Desembargador diz não ter visto insinuação sexual de Bolsonaro a repórter da Folha

Julgamento de recurso na segunda instância deve ser retomado na próxima quarta-feira (29)

Géssica Brandino

O desembargador Salles Rossi, da 8ª Câmara de Direito Privado do TJ-SP (Tribunal de Justiça de São Paulo), acolheu a tese da defesa do presidente Jair Bolsonaro (PL) em processo de indenização por danos morais contra ele por ofender a honra da jornalista Patrícia Campos Mello, repórter da Folha.

Com a abertura de divergência nesta semana, a turma que julga o caso foi ampliada de três para cinco desembargadores. Silvério da Silva, o próximo a votar, pediu vista para analisar mais o processo.

O julgamento deve ser retomado na próxima quarta-feira (29). Além de Silvério, também votará o desembargador Theodureto Camargo. O placar está em 2 votos a 1 a favor de Patrícia.
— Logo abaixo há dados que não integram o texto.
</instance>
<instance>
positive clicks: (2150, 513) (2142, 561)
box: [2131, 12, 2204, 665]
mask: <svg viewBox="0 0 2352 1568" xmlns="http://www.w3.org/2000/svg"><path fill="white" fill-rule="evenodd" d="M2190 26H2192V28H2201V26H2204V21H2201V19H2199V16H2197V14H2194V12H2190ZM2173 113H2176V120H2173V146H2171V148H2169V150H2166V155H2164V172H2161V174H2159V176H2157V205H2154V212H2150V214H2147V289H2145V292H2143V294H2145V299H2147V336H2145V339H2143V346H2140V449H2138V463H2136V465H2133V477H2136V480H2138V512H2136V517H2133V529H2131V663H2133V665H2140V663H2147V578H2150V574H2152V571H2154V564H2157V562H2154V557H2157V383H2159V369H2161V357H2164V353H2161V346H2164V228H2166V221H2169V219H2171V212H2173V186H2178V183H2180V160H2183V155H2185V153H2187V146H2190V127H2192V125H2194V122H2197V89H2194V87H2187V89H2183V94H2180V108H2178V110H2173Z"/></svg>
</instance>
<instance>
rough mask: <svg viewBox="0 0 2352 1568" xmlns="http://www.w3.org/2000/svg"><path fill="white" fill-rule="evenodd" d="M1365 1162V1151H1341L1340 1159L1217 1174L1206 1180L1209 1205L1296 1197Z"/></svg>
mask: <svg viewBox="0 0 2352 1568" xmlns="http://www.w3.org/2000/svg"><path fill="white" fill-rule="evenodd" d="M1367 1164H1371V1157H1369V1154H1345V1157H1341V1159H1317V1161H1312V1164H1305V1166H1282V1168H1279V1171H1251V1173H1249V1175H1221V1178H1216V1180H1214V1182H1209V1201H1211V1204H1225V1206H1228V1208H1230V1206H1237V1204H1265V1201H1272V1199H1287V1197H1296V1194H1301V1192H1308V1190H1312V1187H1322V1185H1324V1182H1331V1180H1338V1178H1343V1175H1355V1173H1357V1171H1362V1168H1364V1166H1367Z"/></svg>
Bolsonaro foi condenado em primeira instância por fazer uma insinuação sexual contra Patrícia, em fevereiro de 2020, usando para isso o termo “furo” para se referir ao orifício do corpo da repórter.

Na ocasião, em entrevista diante de apoiadores em frente ao Palácio da Alvorada, o presidente citou o depoimento do ex-funcionário de uma agência de disparo de mensagens em massa por WhatsApp, Hans River do Nascimento, que mentiu à CPMI das Fake News dizendo que a jornalista queria “um determinado tipo de matéria a troco de sexo”.

“Olha a jornalista da Folha de S.Paulo. Tem mais um vídeo dela aí. Não vou falar aqui porque tem senhoras aqui do lado. Ela falando: ‘Eu sou (…) do PT’, certo? O depoimento do Hans River foi final de 2018 para o Ministério Público, ele diz do assédio da jornalista em cima dele”, disse o presidente, para em seguida, aos risos, fazer o insulto com insinuação sexual.

“Ela [repórter] queria um furo.” Na sequência, Bolsonaro muda de tom e arregala os olhos e diz: “Ela queria dar o furo [risos dele e dos demais]”. Após uma pausa durante os risos, Bolsonaro concluiu: “A qualquer preço contra mim”.

A palavra “furo” é um jargão jornalístico para se referir a uma informação exclusiva.

Patrícia é autora de uma série de reportagens que revelou um esquema de contratação de empresas para realizar disparos em massa para favorecer Bolsonaro durante as eleições de 2018, que fizeram dela alvo preferencial dos bolsonaristas nas redes sociais.

​Após a declaração do presidente, esses ataques se intensificaram novamente, com postagens, memes e vídeos associando a repórter à prática de sexo anal e prostituição, ofensas que se repetem a cada reportagem assinada por ela.

Em março de 2021, a juíza Inah de Lemos e Silva Machado, da 19ª Vara Civil de São Paulo, condenou o presidente a indenizar a repórter em R$ 20 mil por danos morais, afirmando que Bolsonaro usou a palavra “furo” de forma dúbia, expondo a jornalista e lhe causando danos.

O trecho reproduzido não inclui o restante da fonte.